Brand came into her own with Green for Danger (1944), the movie adaptation of which (with the wonderful Alastair Sim as series-sleuth Insp. Cockrill) is just as good as the book, and developed her (aptly malleable) formula: a group of likeable characters in a clearly-defined community (e.g., doctors and nurses at a military hospital), the murder of an outsider to the community that brings the police in, and then a second murder, precipitated by the first, of a member of the group that brings the investigation closer to home for all the characters.
It is rare that you won’t be surprised by a Christianna Brand story. Because you like the characters so much, you don’t want any of them to be the killer—something she uses to her advantage in keeping you off your guard.
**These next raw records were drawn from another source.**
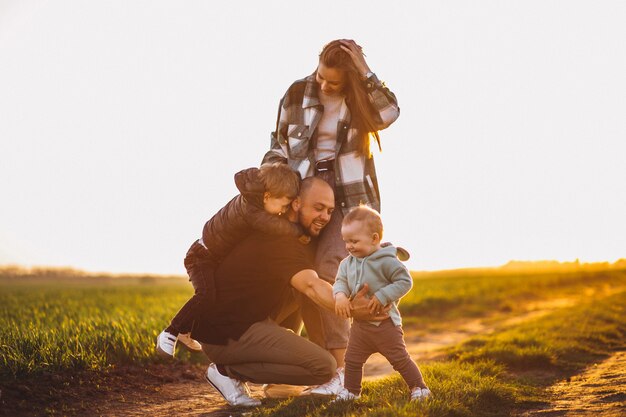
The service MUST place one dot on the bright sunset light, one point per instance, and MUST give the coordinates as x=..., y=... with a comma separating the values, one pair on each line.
x=120, y=132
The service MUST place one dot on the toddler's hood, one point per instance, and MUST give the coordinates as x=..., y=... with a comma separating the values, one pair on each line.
x=384, y=252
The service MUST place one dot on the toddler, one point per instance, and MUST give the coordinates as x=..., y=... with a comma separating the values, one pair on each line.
x=388, y=280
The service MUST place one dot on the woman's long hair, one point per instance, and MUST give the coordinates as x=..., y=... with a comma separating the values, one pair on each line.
x=364, y=116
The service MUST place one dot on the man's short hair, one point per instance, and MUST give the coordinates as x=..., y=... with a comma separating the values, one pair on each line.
x=280, y=180
x=368, y=216
x=307, y=184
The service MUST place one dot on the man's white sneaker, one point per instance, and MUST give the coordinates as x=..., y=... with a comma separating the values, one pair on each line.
x=332, y=387
x=419, y=394
x=345, y=395
x=234, y=391
x=185, y=339
x=166, y=343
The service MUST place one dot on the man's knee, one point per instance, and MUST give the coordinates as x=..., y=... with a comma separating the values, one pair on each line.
x=324, y=369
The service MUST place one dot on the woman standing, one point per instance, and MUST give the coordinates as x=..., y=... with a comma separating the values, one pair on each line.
x=324, y=127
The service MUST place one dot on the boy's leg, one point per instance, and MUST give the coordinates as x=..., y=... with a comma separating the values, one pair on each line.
x=270, y=354
x=390, y=343
x=358, y=351
x=200, y=271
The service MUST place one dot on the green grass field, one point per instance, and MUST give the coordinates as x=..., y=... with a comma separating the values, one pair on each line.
x=86, y=323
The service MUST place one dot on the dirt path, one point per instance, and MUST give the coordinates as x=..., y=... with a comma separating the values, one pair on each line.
x=165, y=390
x=600, y=391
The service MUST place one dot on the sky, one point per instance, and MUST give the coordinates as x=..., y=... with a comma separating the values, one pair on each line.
x=122, y=124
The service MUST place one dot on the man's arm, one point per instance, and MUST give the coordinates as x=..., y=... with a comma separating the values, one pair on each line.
x=318, y=290
x=321, y=292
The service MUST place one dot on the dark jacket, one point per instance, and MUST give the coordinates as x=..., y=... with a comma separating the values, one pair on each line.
x=241, y=216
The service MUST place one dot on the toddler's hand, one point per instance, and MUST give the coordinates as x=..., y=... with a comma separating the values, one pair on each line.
x=375, y=306
x=342, y=306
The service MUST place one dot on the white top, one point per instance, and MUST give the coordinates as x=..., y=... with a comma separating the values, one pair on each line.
x=327, y=127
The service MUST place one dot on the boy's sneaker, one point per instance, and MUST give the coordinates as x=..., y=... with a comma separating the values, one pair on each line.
x=234, y=391
x=332, y=387
x=166, y=343
x=191, y=344
x=345, y=395
x=419, y=394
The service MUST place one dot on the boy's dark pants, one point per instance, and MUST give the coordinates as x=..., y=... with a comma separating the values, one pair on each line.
x=200, y=269
x=365, y=339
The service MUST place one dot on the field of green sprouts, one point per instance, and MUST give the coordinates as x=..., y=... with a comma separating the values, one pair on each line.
x=53, y=325
x=82, y=326
x=89, y=323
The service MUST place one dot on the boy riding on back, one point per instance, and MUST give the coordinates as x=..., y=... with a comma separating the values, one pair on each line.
x=265, y=194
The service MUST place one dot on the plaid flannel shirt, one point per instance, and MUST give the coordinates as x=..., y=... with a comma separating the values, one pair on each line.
x=295, y=139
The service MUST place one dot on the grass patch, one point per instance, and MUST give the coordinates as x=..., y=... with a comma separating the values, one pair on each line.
x=89, y=326
x=461, y=294
x=496, y=375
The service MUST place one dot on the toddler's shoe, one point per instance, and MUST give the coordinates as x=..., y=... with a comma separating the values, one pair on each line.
x=332, y=387
x=166, y=343
x=191, y=344
x=345, y=395
x=419, y=394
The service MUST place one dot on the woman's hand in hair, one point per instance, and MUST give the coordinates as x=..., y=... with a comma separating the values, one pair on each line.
x=356, y=53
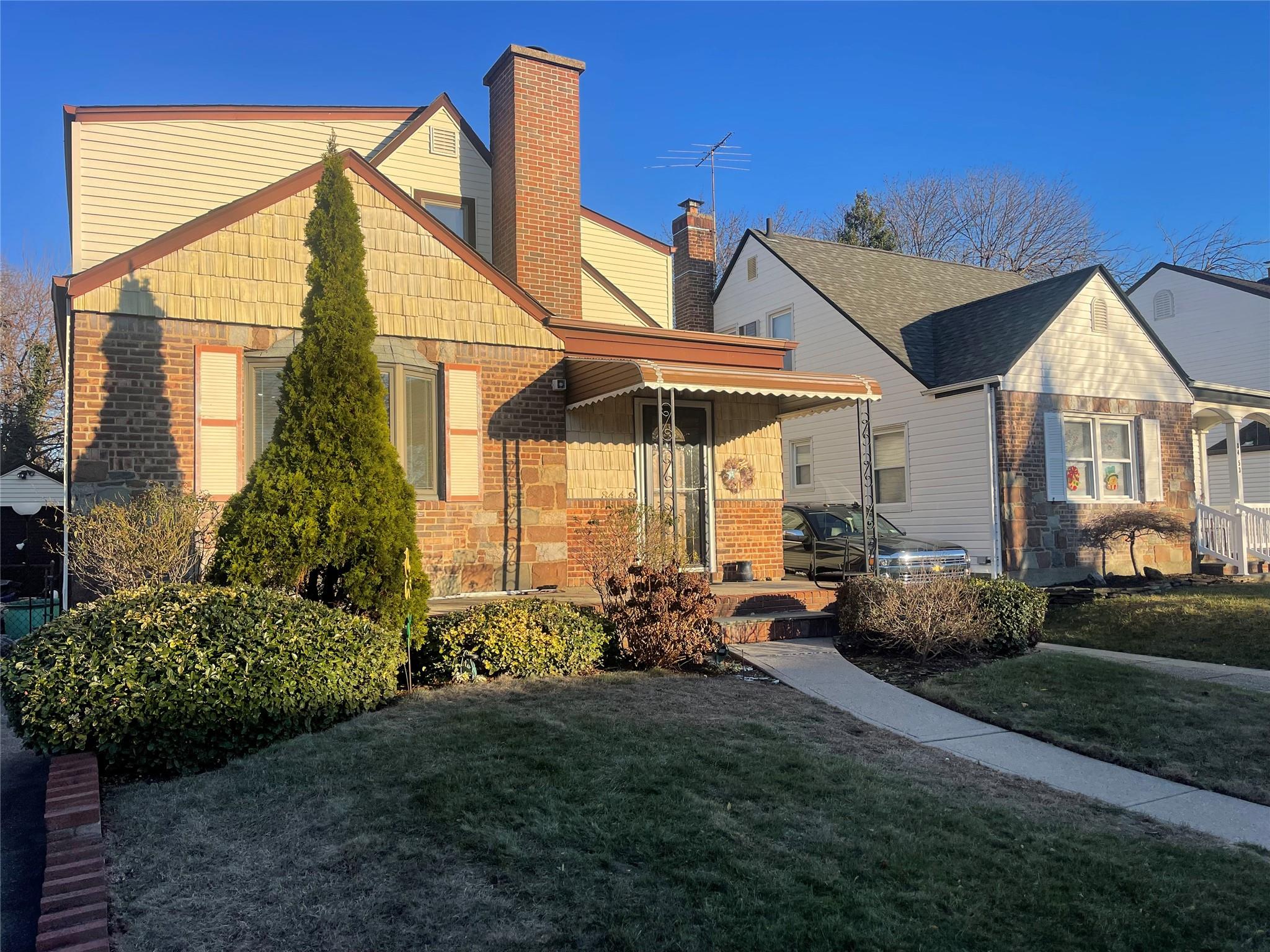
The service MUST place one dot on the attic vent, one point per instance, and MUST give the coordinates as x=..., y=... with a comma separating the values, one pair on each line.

Yet she doesn’t use any obvious gimmicks, as Christie sometimes did, to disguise the murderer’s identity—
no making the friendly narrator, the omniscient detective, or all the suspects the killer.
If Brand says the killer is one of six suspects, the killer is one of those six suspects—yet still, somehow, the reader is almost always surprised and satisfied. Her talent was remarkable.
The only problem is that she wrote so few mysteries—eight novels, to be exact, and maybe a dozen short stories (also good, though obviously with more superficial characterization than the books). Of the novels, only two (Death in High Heels, 1941, and Suddenly at His Residence, 1946) are not up to her usual quality, though even they have points of interest; the rest are some of the best detective-stories ever written. Death of Jezebel (1948), with duelling sleuths and a complex (but comprehensible) impossible crime with a brilliantly Chestertonian solution, is perhaps the best, though it’s difficult to pick a favorite.
Has anyone else here read Brand? If you ever get the chance, pick up one of her books—highly recommended.